Ultimately design is strongest, we realised, when being a multidisciplinary approach. When all fields and their levels of understanding could and would think together more thoroughly, a more ideal balance between technology, nature and artificiality might come about. Realistically speaking however the desire for more crossovers between disciplines seems hard to find.
It could be possible to say that mass production and hyper-commodification have led to many of the issues we currently face in society, how can thoughtful design save us?
Design can propose meaningful objects that ask for a responsible consumption. Design can inform, raise questions and propose answers. It can do so with the best of intentions. But ultimately all of this should be meant for individuals that wish to be part of a common vision for their planet, their environment. We are all on the same ship. We are convinced that the ultimate project we need to deal with in almost all of our societies is education. Education should give you the relevant tools, train you in the way that suits you individually, guide one in developing into an independent and responsible individual. That is currently not the case. Design can and should be a part in shaping this education for today and tomorrow.
Crossovers by Adorno will present a range of collections of dynamic works by independent designers from a selection of local scenes.
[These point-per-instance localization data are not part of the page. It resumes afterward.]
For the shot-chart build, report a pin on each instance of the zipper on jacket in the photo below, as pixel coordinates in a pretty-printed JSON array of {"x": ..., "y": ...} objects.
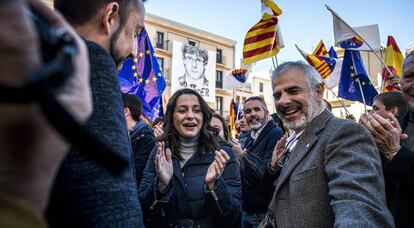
[
  {"x": 213, "y": 193},
  {"x": 154, "y": 203}
]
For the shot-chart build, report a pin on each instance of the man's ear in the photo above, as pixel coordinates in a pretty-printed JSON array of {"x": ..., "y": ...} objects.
[
  {"x": 111, "y": 18},
  {"x": 395, "y": 111},
  {"x": 319, "y": 91}
]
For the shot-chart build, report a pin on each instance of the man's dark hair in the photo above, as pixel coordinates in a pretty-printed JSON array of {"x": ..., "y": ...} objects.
[
  {"x": 78, "y": 12},
  {"x": 134, "y": 104},
  {"x": 391, "y": 100},
  {"x": 257, "y": 98},
  {"x": 157, "y": 121},
  {"x": 328, "y": 105}
]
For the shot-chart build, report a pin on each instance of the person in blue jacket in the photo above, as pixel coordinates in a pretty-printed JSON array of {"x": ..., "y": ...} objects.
[{"x": 189, "y": 178}]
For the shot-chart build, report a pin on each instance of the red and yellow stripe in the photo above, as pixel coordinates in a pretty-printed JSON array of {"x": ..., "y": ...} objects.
[
  {"x": 321, "y": 50},
  {"x": 394, "y": 60},
  {"x": 260, "y": 41}
]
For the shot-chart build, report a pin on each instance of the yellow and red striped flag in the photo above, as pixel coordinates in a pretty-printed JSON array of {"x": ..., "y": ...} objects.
[
  {"x": 321, "y": 50},
  {"x": 394, "y": 60},
  {"x": 233, "y": 117},
  {"x": 263, "y": 40}
]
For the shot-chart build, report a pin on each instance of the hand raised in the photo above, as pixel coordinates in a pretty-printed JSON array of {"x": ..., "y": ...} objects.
[
  {"x": 216, "y": 168},
  {"x": 387, "y": 133},
  {"x": 158, "y": 131},
  {"x": 279, "y": 151},
  {"x": 236, "y": 147},
  {"x": 163, "y": 165}
]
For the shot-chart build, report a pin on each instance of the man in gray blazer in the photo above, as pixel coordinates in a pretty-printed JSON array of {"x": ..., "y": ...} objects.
[{"x": 328, "y": 170}]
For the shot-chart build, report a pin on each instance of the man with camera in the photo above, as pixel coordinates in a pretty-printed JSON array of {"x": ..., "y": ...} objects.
[{"x": 86, "y": 194}]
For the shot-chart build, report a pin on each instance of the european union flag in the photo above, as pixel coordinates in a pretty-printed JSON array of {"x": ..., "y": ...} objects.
[
  {"x": 142, "y": 76},
  {"x": 353, "y": 72},
  {"x": 332, "y": 53}
]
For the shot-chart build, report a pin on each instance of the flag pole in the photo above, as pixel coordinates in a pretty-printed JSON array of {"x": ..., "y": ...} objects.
[
  {"x": 340, "y": 101},
  {"x": 274, "y": 64},
  {"x": 353, "y": 30},
  {"x": 363, "y": 96}
]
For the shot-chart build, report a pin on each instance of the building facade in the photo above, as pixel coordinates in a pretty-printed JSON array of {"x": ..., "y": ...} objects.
[{"x": 166, "y": 34}]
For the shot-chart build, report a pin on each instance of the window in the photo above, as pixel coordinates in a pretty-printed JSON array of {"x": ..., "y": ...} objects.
[
  {"x": 219, "y": 79},
  {"x": 161, "y": 62},
  {"x": 219, "y": 56},
  {"x": 219, "y": 105},
  {"x": 160, "y": 40}
]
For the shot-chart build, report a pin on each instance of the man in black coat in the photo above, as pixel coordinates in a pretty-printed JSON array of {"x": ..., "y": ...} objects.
[
  {"x": 254, "y": 157},
  {"x": 86, "y": 194},
  {"x": 395, "y": 141}
]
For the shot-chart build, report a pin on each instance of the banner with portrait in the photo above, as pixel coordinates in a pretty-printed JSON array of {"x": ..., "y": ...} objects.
[{"x": 193, "y": 68}]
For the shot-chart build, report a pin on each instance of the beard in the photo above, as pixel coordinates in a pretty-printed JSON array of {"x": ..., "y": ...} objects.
[
  {"x": 307, "y": 113},
  {"x": 256, "y": 126},
  {"x": 112, "y": 48}
]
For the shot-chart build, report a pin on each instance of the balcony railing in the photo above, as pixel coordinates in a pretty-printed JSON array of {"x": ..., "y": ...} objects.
[
  {"x": 161, "y": 45},
  {"x": 221, "y": 60}
]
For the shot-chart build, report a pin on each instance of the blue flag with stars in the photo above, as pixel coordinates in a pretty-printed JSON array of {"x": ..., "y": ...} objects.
[
  {"x": 143, "y": 77},
  {"x": 353, "y": 72},
  {"x": 332, "y": 53}
]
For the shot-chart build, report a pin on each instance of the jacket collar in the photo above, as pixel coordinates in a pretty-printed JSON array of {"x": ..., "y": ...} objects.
[
  {"x": 305, "y": 143},
  {"x": 264, "y": 131}
]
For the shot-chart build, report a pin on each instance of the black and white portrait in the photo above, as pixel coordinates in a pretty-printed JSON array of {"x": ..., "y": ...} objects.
[{"x": 193, "y": 68}]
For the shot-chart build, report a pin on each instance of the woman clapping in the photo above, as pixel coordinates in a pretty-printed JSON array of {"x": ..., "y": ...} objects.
[{"x": 189, "y": 179}]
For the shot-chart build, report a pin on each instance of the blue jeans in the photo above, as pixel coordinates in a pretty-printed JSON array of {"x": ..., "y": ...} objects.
[{"x": 252, "y": 220}]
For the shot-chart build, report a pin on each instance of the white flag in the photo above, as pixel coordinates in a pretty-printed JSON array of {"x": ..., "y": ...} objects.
[{"x": 369, "y": 33}]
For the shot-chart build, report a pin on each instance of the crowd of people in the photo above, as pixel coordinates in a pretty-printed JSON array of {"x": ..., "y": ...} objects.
[{"x": 298, "y": 167}]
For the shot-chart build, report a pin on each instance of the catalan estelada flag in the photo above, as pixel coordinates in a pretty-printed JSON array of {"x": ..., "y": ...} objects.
[
  {"x": 263, "y": 40},
  {"x": 233, "y": 116},
  {"x": 328, "y": 67},
  {"x": 321, "y": 50},
  {"x": 394, "y": 60}
]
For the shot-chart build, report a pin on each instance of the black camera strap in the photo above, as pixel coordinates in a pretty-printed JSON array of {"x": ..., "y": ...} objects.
[{"x": 41, "y": 89}]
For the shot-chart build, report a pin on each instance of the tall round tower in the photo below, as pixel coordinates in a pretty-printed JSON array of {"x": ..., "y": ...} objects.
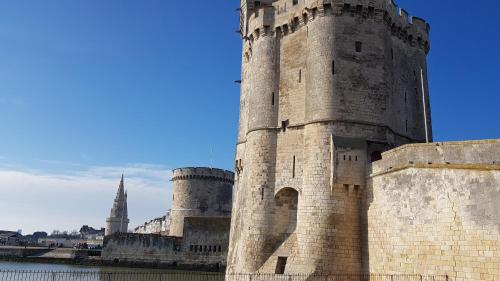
[
  {"x": 326, "y": 87},
  {"x": 199, "y": 192}
]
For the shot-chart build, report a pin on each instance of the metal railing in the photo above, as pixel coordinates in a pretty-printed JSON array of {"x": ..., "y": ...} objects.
[{"x": 142, "y": 275}]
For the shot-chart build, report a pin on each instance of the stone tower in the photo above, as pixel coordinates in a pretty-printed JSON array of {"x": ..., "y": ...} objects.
[
  {"x": 199, "y": 192},
  {"x": 327, "y": 85},
  {"x": 118, "y": 219}
]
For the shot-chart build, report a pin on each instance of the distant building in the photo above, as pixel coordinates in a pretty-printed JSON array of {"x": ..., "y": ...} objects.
[
  {"x": 198, "y": 226},
  {"x": 32, "y": 239},
  {"x": 10, "y": 238},
  {"x": 118, "y": 219},
  {"x": 159, "y": 225}
]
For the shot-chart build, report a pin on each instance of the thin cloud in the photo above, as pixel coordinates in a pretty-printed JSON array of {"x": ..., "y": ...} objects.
[{"x": 38, "y": 200}]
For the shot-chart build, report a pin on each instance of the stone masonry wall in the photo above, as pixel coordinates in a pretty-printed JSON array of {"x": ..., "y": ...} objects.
[
  {"x": 203, "y": 245},
  {"x": 199, "y": 192},
  {"x": 314, "y": 71},
  {"x": 433, "y": 209}
]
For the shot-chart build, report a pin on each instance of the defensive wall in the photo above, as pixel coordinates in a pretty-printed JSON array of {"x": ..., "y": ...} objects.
[
  {"x": 433, "y": 209},
  {"x": 199, "y": 192},
  {"x": 203, "y": 246}
]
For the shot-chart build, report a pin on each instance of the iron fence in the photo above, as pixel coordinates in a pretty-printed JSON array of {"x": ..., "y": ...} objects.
[{"x": 16, "y": 275}]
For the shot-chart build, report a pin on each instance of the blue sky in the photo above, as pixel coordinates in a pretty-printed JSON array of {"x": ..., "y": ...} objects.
[{"x": 89, "y": 89}]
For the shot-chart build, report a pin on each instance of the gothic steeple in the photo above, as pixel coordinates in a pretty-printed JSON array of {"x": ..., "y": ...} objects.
[{"x": 118, "y": 219}]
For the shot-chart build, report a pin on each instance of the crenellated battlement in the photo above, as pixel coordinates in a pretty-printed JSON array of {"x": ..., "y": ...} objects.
[
  {"x": 283, "y": 17},
  {"x": 203, "y": 173}
]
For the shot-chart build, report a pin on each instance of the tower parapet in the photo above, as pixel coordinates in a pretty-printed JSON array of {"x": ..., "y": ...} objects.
[
  {"x": 118, "y": 218},
  {"x": 199, "y": 192},
  {"x": 327, "y": 85}
]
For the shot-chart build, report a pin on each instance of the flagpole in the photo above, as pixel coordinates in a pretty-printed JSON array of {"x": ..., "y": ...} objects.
[{"x": 424, "y": 101}]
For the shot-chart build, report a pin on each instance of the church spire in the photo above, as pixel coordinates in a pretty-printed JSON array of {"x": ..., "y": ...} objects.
[{"x": 118, "y": 219}]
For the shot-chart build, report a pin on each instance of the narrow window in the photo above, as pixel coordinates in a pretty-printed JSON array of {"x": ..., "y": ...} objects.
[
  {"x": 359, "y": 46},
  {"x": 281, "y": 265},
  {"x": 284, "y": 125},
  {"x": 371, "y": 11},
  {"x": 347, "y": 8},
  {"x": 376, "y": 155}
]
The exhibition celebrates the designers and communities playing a central role in maintaining and renewing today’s local design and crafts cultures. Studio Plastique’s work and the works presented in the Belgian Collection by Elien Hatjaens show a level of future-oriented approaches to materiality in design, focusing on natural materials vital for the preservation and renewed relevance of craft. Presenting these works together with works from 10 other top design scenes from around the world creates a cross-cultural dialogue to examine the current state and future of contemporary design.
Plastique is a collaboration between designers Archibald Godts and Theresa Bastek. They founded the studio after their studies at the Design Academy Eindhoven.
With a common passion for cross-cultural investigations and societal topics, their practice aims to forge links between the past, the present and the future, the ratio and the heart, the material and the emotional, the real and the virtual, the human and the machine. By doing so, their work embodies the human needs among the rigid structures we are surrounded by, in a way that feels obvious or sometimes absurd.
This striving for empathic approaches in an increasingly dehumanized world, combined with the necessary rational methodology, results in environments and objects conceived for human life to bloom, as well as critical reactions on contemporary phenomena and envisions of future scenarios.